Mitte November, der Himmel war grau, die Gebäude waren grau, der Fluss war grau; Nieselregen begleitete Tania auf ihrem Weg von der Eidgenössischen Technischen Hochschule zum Zürcher Hauptbahnhof. Ihr Hunger rief nach einem Döner, stattdessen packte sie im Gehen ein belegtes Brot aus dem wiederverwendbaren Wachstuch. In einer halben Stunde fing ihre Schicht an der Supermarktkasse in der Bahnhofspassage an. Wer unabhängig sein wollte, musste eben arbeiten und die Ausgaben klein halten. Hauptsache, sie musste nicht ihre Mutter um Geld bitten. Außerdem hatte Simon auf seinem Heimweg hier immer wieder mal eingekauft; dass sie den Job überhaupt bekommen hatte, war ihr wie ein Wink des Schicksals erschienen, so als wäre das letzte Wort noch nicht gesprochen.

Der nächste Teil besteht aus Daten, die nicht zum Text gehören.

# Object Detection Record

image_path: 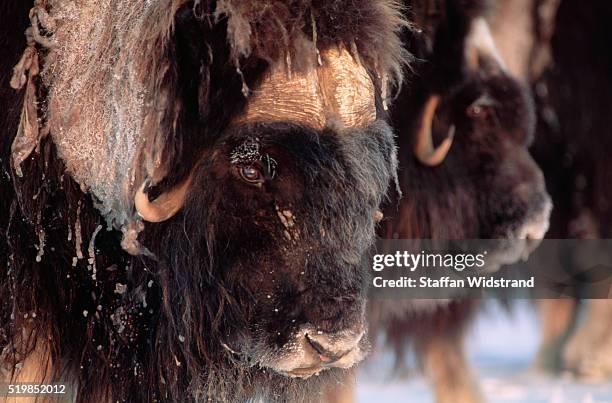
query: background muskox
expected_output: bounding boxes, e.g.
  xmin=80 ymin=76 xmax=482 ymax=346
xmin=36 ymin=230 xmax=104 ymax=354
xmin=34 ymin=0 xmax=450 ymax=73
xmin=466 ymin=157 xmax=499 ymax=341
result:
xmin=328 ymin=0 xmax=551 ymax=403
xmin=0 ymin=0 xmax=412 ymax=402
xmin=528 ymin=0 xmax=612 ymax=379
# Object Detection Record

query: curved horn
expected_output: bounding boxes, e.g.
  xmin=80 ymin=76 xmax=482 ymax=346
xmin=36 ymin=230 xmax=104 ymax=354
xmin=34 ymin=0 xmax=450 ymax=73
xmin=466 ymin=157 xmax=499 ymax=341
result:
xmin=134 ymin=175 xmax=191 ymax=222
xmin=414 ymin=95 xmax=455 ymax=167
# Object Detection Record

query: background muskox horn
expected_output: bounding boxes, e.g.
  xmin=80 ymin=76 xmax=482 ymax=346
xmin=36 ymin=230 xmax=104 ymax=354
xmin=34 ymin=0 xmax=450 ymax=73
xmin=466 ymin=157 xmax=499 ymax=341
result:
xmin=465 ymin=17 xmax=506 ymax=70
xmin=134 ymin=176 xmax=191 ymax=222
xmin=414 ymin=95 xmax=455 ymax=167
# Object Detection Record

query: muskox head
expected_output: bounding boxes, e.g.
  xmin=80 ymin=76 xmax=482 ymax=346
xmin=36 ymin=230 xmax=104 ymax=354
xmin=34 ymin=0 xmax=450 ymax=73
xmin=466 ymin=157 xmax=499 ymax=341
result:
xmin=4 ymin=0 xmax=403 ymax=400
xmin=385 ymin=1 xmax=551 ymax=261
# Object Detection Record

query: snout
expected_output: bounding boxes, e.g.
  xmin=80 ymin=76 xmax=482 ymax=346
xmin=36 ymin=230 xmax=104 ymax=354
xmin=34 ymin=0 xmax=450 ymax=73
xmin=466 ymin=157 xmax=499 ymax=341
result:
xmin=266 ymin=324 xmax=368 ymax=378
xmin=516 ymin=192 xmax=553 ymax=259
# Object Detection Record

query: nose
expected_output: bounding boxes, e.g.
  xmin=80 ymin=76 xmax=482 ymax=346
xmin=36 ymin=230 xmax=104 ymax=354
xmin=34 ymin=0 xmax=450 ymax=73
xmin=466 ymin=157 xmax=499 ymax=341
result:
xmin=304 ymin=327 xmax=364 ymax=367
xmin=264 ymin=321 xmax=367 ymax=378
xmin=517 ymin=193 xmax=552 ymax=243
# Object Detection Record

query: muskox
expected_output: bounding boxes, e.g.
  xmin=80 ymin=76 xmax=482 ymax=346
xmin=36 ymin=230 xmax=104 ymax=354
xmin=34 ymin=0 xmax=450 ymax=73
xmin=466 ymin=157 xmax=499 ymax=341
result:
xmin=0 ymin=0 xmax=412 ymax=402
xmin=330 ymin=0 xmax=551 ymax=403
xmin=499 ymin=0 xmax=612 ymax=378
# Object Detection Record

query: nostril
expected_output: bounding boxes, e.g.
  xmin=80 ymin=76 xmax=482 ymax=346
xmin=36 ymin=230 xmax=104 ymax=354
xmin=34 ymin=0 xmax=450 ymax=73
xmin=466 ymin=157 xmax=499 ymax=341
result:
xmin=305 ymin=333 xmax=351 ymax=364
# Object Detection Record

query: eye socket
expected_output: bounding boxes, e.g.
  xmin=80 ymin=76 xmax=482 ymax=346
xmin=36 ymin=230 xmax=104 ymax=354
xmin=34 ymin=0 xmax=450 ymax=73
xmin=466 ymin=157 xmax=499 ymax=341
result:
xmin=466 ymin=94 xmax=497 ymax=119
xmin=467 ymin=105 xmax=491 ymax=119
xmin=238 ymin=165 xmax=264 ymax=184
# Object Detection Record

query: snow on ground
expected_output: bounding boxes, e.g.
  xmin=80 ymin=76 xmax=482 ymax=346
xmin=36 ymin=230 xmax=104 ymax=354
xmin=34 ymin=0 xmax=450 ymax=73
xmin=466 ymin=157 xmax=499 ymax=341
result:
xmin=357 ymin=301 xmax=612 ymax=403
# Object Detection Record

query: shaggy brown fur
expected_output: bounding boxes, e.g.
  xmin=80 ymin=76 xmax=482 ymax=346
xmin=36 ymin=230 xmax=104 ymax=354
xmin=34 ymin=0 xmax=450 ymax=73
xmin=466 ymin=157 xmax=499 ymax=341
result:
xmin=0 ymin=0 xmax=404 ymax=402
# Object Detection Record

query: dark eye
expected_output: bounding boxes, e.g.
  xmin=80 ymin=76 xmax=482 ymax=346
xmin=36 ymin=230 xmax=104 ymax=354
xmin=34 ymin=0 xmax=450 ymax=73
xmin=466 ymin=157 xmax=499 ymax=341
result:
xmin=239 ymin=165 xmax=264 ymax=184
xmin=466 ymin=94 xmax=497 ymax=119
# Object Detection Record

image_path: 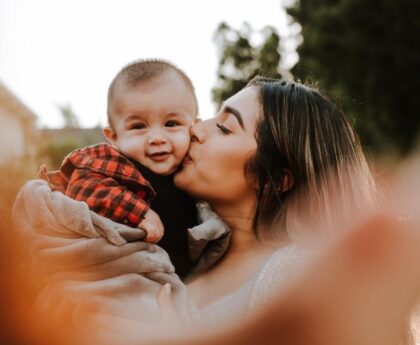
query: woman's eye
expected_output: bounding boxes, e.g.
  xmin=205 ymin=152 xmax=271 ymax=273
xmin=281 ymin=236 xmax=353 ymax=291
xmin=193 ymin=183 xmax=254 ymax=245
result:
xmin=216 ymin=123 xmax=232 ymax=134
xmin=165 ymin=121 xmax=179 ymax=127
xmin=130 ymin=123 xmax=146 ymax=129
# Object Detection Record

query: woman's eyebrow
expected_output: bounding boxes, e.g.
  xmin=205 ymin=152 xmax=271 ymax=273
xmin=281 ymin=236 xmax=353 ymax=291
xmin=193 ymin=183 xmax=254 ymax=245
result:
xmin=222 ymin=105 xmax=245 ymax=129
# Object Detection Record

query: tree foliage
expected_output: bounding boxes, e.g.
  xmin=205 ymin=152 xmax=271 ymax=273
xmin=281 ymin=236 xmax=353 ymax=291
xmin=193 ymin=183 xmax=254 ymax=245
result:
xmin=212 ymin=23 xmax=281 ymax=107
xmin=288 ymin=0 xmax=420 ymax=154
xmin=58 ymin=104 xmax=80 ymax=128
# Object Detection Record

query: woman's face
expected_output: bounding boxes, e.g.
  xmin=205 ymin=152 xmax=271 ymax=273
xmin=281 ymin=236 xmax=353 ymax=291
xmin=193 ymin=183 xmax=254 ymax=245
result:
xmin=175 ymin=87 xmax=261 ymax=203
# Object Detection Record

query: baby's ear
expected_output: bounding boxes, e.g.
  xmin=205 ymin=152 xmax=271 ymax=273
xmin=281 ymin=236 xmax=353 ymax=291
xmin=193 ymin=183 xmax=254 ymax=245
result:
xmin=281 ymin=169 xmax=295 ymax=193
xmin=103 ymin=127 xmax=117 ymax=146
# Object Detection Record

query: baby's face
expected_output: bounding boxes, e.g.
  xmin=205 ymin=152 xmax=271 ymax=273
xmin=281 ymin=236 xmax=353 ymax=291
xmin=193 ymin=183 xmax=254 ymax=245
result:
xmin=106 ymin=72 xmax=196 ymax=175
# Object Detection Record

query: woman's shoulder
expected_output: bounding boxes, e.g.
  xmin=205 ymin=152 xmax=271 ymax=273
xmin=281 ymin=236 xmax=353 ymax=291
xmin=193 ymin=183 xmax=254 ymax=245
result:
xmin=248 ymin=244 xmax=310 ymax=314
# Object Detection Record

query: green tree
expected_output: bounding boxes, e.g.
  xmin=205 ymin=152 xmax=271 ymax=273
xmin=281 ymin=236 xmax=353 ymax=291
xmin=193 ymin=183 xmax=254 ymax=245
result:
xmin=288 ymin=0 xmax=420 ymax=154
xmin=212 ymin=22 xmax=282 ymax=107
xmin=57 ymin=104 xmax=80 ymax=128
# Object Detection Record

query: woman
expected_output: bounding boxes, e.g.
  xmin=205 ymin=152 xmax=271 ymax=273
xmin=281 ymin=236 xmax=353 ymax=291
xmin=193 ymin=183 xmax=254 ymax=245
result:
xmin=12 ymin=77 xmax=374 ymax=342
xmin=175 ymin=77 xmax=374 ymax=321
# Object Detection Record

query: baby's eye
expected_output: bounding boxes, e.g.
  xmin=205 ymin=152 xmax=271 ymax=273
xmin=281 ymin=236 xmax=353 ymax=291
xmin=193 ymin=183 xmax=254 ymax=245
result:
xmin=165 ymin=120 xmax=179 ymax=127
xmin=216 ymin=123 xmax=232 ymax=134
xmin=129 ymin=123 xmax=146 ymax=129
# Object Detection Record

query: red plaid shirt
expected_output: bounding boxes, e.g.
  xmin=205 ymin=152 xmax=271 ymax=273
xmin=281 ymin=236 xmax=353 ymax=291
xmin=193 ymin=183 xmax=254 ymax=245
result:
xmin=39 ymin=143 xmax=155 ymax=227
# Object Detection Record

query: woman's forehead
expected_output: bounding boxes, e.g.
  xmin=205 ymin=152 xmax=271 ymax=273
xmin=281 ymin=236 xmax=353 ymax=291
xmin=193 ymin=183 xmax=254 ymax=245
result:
xmin=222 ymin=86 xmax=262 ymax=127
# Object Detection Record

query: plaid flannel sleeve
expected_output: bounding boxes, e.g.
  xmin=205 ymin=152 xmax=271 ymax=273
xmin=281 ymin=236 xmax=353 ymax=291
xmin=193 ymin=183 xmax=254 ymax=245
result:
xmin=66 ymin=169 xmax=150 ymax=227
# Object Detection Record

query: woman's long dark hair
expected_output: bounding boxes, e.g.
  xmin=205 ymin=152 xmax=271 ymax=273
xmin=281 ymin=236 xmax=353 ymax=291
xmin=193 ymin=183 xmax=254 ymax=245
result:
xmin=247 ymin=77 xmax=374 ymax=242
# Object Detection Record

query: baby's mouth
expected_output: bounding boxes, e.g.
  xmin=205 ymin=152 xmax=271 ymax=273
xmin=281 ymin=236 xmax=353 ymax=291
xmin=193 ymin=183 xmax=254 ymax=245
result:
xmin=148 ymin=151 xmax=171 ymax=162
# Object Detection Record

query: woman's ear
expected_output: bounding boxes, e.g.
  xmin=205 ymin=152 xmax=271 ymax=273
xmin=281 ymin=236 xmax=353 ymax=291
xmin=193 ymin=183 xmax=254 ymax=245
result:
xmin=103 ymin=127 xmax=118 ymax=146
xmin=281 ymin=169 xmax=295 ymax=193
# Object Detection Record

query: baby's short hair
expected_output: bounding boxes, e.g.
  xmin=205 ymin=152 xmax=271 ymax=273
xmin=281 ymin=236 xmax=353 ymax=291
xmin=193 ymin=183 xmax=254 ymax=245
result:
xmin=107 ymin=59 xmax=198 ymax=128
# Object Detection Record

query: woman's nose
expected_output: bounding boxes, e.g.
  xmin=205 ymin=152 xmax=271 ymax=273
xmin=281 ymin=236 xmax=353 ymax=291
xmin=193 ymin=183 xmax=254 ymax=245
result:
xmin=190 ymin=120 xmax=207 ymax=143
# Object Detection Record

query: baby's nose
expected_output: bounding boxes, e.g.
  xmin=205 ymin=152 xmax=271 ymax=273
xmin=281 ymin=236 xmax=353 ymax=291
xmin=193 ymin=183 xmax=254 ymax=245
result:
xmin=148 ymin=129 xmax=167 ymax=145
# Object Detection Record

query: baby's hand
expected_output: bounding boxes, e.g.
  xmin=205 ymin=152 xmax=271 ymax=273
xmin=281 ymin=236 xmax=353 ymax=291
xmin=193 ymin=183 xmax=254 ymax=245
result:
xmin=139 ymin=208 xmax=164 ymax=243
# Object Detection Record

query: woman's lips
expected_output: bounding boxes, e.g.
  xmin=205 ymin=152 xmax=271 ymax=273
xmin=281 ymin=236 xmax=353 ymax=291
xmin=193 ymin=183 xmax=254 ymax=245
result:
xmin=149 ymin=152 xmax=171 ymax=162
xmin=184 ymin=154 xmax=193 ymax=163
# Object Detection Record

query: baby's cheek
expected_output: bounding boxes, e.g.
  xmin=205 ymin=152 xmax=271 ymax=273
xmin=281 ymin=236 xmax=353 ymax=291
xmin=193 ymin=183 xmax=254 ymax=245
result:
xmin=173 ymin=130 xmax=191 ymax=156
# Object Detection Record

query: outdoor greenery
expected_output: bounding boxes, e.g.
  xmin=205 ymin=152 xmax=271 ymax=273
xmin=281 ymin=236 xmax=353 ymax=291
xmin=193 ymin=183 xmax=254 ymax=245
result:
xmin=212 ymin=22 xmax=282 ymax=107
xmin=213 ymin=0 xmax=420 ymax=155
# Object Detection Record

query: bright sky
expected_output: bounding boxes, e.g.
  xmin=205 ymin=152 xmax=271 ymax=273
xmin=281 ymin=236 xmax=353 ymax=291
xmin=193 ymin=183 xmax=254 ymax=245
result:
xmin=0 ymin=0 xmax=296 ymax=127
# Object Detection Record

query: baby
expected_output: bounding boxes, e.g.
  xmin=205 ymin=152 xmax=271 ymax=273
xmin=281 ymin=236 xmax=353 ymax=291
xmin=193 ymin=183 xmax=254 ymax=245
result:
xmin=41 ymin=60 xmax=198 ymax=277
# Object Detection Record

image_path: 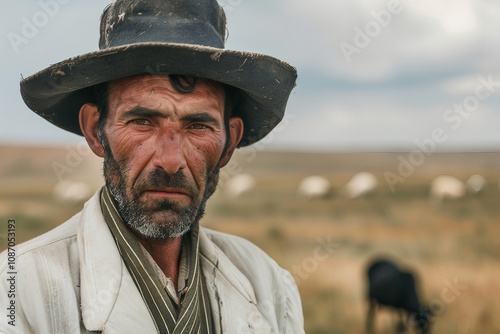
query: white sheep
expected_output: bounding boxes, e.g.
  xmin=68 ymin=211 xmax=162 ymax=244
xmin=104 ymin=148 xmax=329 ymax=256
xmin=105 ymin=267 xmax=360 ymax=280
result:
xmin=298 ymin=175 xmax=332 ymax=199
xmin=430 ymin=175 xmax=467 ymax=201
xmin=225 ymin=174 xmax=255 ymax=197
xmin=342 ymin=172 xmax=378 ymax=199
xmin=465 ymin=174 xmax=486 ymax=195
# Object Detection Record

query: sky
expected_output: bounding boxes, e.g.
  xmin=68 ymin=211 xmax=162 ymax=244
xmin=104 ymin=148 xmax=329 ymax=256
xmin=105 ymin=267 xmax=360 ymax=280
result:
xmin=0 ymin=0 xmax=500 ymax=151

Der Tumult in der Bahnhofshalle elektrisierte sie. Lautsprecheransagen kündigten abfahrende und ankommende Züge an, bremsende Räder quietschten auf den Schienen, Menschen, die rannten, Menschen, die lachten, unweit von ihr stritt sich ein älteres Paar auf Französisch, irgendwo erklang das rhythmische Klacken eines Blindenstocks. In wenigen Tagen eröffnete der Christkindlmarkt in der großen Halle, die Vorbereitungen waren in vollem Gange. Sie freute sich auf den riesigen Tannenbaum und die über hundert Stände, auf den Duft von gebrannten Mandeln, Zimt und Glühwein. Im Moment jedoch roch es nach Kaffee, Bratwürsten, nassen Mänteln und Pendlerstress. Einfach in einen Zug steigen und irgendwohin fahren, dachte Tania, woanders jemand anderes sein, dachte sie, und dann wischte sie diese dummen Gedanken wieder weg, als wären sie Regentropfen vor ihrer Sicht; sie brauchte aber einen klaren Blick. Hier war sie Simon das erste Mal begegnet, sie hatte nach oben gestarrt, auf die Anzeigetafel, er war in sie hineingestolpert und sie hatte ihren Kaffee verschüttet. Klassiker. Damit hatte alles angefangen. Ach Simon … Tief holte sie Luft. Das Vermissen tat körperlich weh. Sie hatte auch mit dem Gedanken gespielt, bei ihm zu Hause aufzukreuzen, zumindest in seiner Straße zu warten oder an der Haltestelle des Busses, den er nach der S-Bahn noch nehmen musste. Sie traute sich nicht. Sie war nie bei ihm zu Hause gewesen, und der Gedanke daran fühlte sich an wie ein Einbruch in seine Privatsphäre, die ihr nicht mehr offen stand. Sie war schließlich keine Stalkerin! Oder höchstens ein kleines bisschen … Ihr Blick blieb an einem jungen Mann hängen, der aussah, als beobachtete er sie schon seit einer Weile, und ganz automatisch lächelte sie und er lächelte zurück, gewinnend, einladend. Abrupt drehte sie sich um. Was tat sie da? Sie war nicht bereit für jemand anderen.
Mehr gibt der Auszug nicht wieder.